O sistema de adopção em Portugal não difere muito de um contentor que ninguém planeia encontrar. Uma criança foi salva, mas muitas outras são postas lá dentro todos os dias.
O caso do bebé deixado num contentor do lixo em Lisboa voltou as atenções para um problema negligenciado pelo país: a negligência de pais para filhos. Nos casos em que a família biológica assume ou se comprova que não tem condições, sejam elas materiais ou emocionais, para criar uma criança, e havendo um sistema nacional de adopção preparado para as receber, não haverá uma linha muito entrançada que ligue uma situação à outra.
Quem lê notícias à volta deste tema deve pensar para si que é uma pena não haver portugueses com coração suficiente para ir buscar um miúdo a uma instituição. Há tantos lá e ninguém os quer adoptar. Coitados. Esta ideia da adopção em Portugal não podia ser mais errada mas também não podia ser mais real.
Há quem pense isso e fique por aí, e também há quem pense isso e vá ver os números divulgados pela Segurança Social e intensifique o seu nó na cabeça quando vê que, de forma geral, há um rácio de uma criança para adopção para quatro candidatos a pais. Então por que ouvimos dizer que os orfanatos estão cheios e não há miúdos a ser adotados? A ideia da adopção em Portugal faz ainda menos sentido.

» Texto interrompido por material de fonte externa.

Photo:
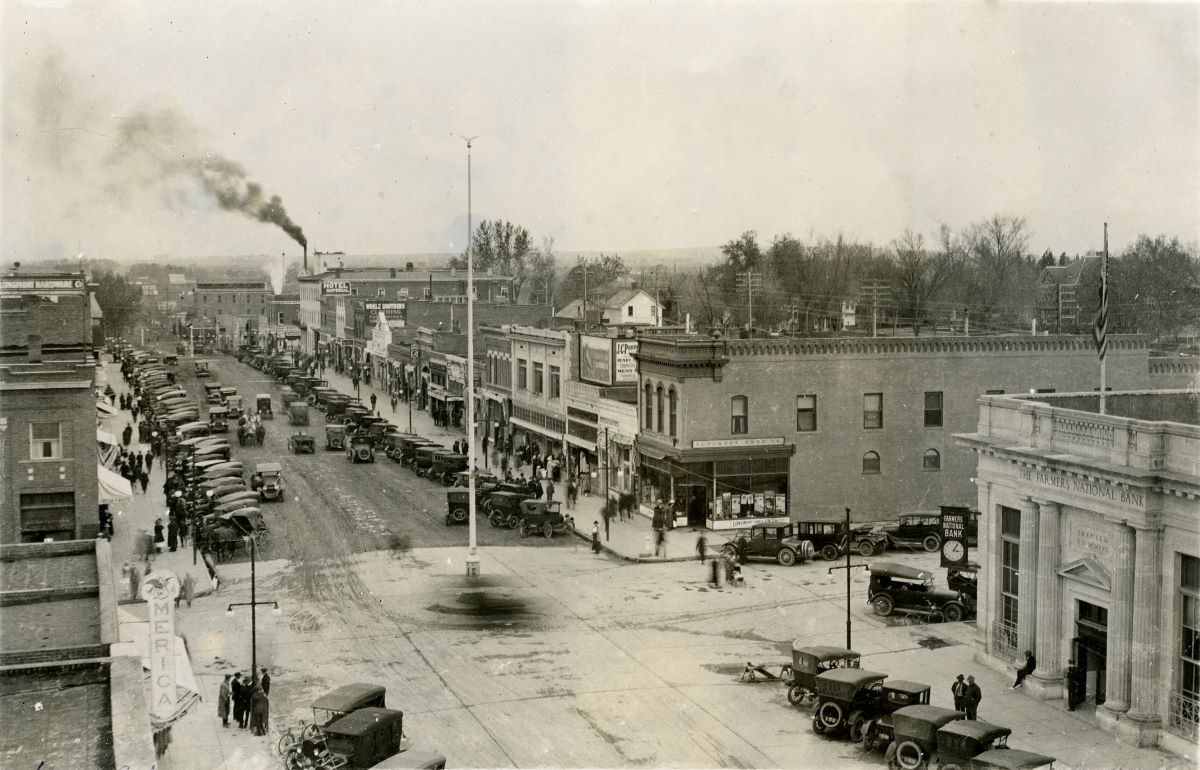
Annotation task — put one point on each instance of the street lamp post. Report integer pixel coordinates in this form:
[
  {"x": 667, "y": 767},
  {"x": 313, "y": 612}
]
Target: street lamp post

Vamos perdoar os termos mercantis pela pertinência do paralelismo: o problema com a adopção em Portugal não é a falta de procura face à larga oferta das instituições. O problema com a adopção em Portugal é o sistema: é que, das cerca de oito mil crianças institucionalizadas, apenas um décimo está “apta” para adopção. Porquê? Volta-se a perguntar. A jornalista do Observador e mãe adoptiva Ana Kotowicz explicita uma razão: “no nosso imaginário coletivo, as crianças à espera de serem adotadas são órfãs”. Das tais oito mil crianças, as que não têm pais nem a cem chegam.
A grande massa de crianças institucionalizadas não está com as famílias biológicas porque o Estado decide que tal é insustentável para o equilíbrio emocional e cognitivo da criança. Mas a grande massa de crianças institucionalizadas não pode ser adoptada: se a razão do Estado é forte o suficiente para as retirar da família biológica, negligente e distante, não o é para as entregar a uma família nova, apta e motivada para as receber, depois de nove meses de burocracia, análise financeira e interrogatório psicológico – nove meses certamente mais trabalhosos que uma gravidez.
As crianças vão crescendo nas instituições, à espera das visitas dos pais biológicos que nunca recebem, até fazerem 18 anos e terem que abandonar o único, embora fraco, apoio que receberam toda a vida; são atiradas para uma vida a começar do zero, obrigados a construir os alicerces de uma estrutura que não deviam ser eles a construir.
Assim se perpetua um purgatório infantil de constante instabilidade, quando há uma nova oportunidade para as crianças, e assim se cansam pais (são-no verdadeiramente, se o filho por que esperam não vem?), ansiosos por um processo exaustivo que morre na espera infinita por uma chamada da Segurança Social. O sistema de adopção em Portugal não difere muito de um contentor que ninguém planeia encontrar. Uma criança foi salva, mas muitas outras são postas lá dentro todos os dias.